The editors say it in so many words, but don’t recognize this basic problem: how can one distinguish the “criminals” from the [legitimate] “business owners”? What happens when they are the same?
My point would be that, to the company selling the data, there is no real difference. What does it mean to “masquerade” as a legitimate business, and how is it operationally any different from “real” businesses?
The root of the problem, and the source of the solution, is not with enhancing safeguards on the data, since potential clients and potential thieves are indistinguishable. Either the data must not be collected in the first place — that battle was probably lost in the past decade or more — or it must be made somehow less useful to “masquerading bussinesses”.
In a response Fred H. Cate says:

A California law requiring businesses to notify consumers when the security of their personal data is breached is a poor substitute for real action to address the scourge of identity theft.
[...]
The problem at the heart of most identity theft isn’t access to information or consumer inattention, it is the lack of will and effective tools to verify the identity of consumers, especially when granting credit.

Mr. Cate certainly recognizes that the problem is not going to lie with enhancing “safeguards” on the data, nor with giving consumers notice of “security breaches”. (Talk about refusing to take responsibility by doing nothing that superficially appears to be doing something.)
When I was young and first got my own Social Security number, we were taught things about the number’s proper use that were thought to be so important and so inviolable that it might have been written in the consititution: your Social Security number is not a universal identity number, and you should NEVER allow it to be used as one.
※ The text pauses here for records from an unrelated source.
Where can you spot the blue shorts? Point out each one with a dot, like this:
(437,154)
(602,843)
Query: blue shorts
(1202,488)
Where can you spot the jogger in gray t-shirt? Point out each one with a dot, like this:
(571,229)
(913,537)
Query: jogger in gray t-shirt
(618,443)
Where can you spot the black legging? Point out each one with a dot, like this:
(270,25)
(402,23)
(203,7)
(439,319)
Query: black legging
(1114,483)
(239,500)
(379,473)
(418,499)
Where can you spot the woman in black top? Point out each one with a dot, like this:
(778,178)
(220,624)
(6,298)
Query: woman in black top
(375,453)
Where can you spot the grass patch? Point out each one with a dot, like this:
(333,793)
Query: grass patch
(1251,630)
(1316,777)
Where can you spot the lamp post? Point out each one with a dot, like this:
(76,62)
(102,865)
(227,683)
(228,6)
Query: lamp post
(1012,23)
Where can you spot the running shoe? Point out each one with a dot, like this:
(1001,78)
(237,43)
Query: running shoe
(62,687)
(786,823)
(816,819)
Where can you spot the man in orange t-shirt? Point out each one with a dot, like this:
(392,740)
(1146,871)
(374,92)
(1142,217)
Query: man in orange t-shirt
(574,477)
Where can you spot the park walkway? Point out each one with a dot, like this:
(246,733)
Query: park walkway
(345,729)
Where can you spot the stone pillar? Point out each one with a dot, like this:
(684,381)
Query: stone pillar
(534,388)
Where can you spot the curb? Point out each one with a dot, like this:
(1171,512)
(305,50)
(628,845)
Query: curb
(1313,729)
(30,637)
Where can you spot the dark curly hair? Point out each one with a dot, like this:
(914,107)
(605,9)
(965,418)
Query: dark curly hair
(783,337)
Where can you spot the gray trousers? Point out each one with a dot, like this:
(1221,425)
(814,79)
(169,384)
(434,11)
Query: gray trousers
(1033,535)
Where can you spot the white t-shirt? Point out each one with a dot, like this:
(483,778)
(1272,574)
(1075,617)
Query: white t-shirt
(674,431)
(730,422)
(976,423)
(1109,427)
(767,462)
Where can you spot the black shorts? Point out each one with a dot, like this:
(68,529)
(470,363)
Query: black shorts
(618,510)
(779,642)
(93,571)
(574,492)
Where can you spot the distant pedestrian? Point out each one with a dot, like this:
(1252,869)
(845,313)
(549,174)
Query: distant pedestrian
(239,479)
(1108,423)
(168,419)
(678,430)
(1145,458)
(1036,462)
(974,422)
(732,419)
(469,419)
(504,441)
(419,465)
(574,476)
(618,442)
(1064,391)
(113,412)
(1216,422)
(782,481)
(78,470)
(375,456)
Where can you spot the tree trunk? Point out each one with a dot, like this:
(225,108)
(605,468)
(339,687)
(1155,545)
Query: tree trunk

Whatever happened to that admonition? Look how steadily it has eroded in the past 30 years until the Social Security number has become, de facto, a universal (US) ID number. For no good reason either: in most cases I can think of, it was used merely as a convenience for whomever was requesting it so that they could assign a unique number to someone for some temporary purpose. There are other ways to accomplish that, even easy ones, that don’t compromise the Social Security number.
Now, one almost never thinks about such a request, and one’s Social Security number can be found lying around everywhere. It would be simplistic to suggest that this is the sole cause of the problem and that restricting its use would halt the problem, but it is nearer the source of the problem, and looking there could lead to — if not solutions — at least mitigating strategies.
[Update, 1 March 2005:] The Detroit News offers its opinion in the editorial “U.S. Should Limit Use of Social Security Numbers”, identifying at least one of the problems that I mentioned. Whether their solution is more than just a start will require quite a bit more reflection.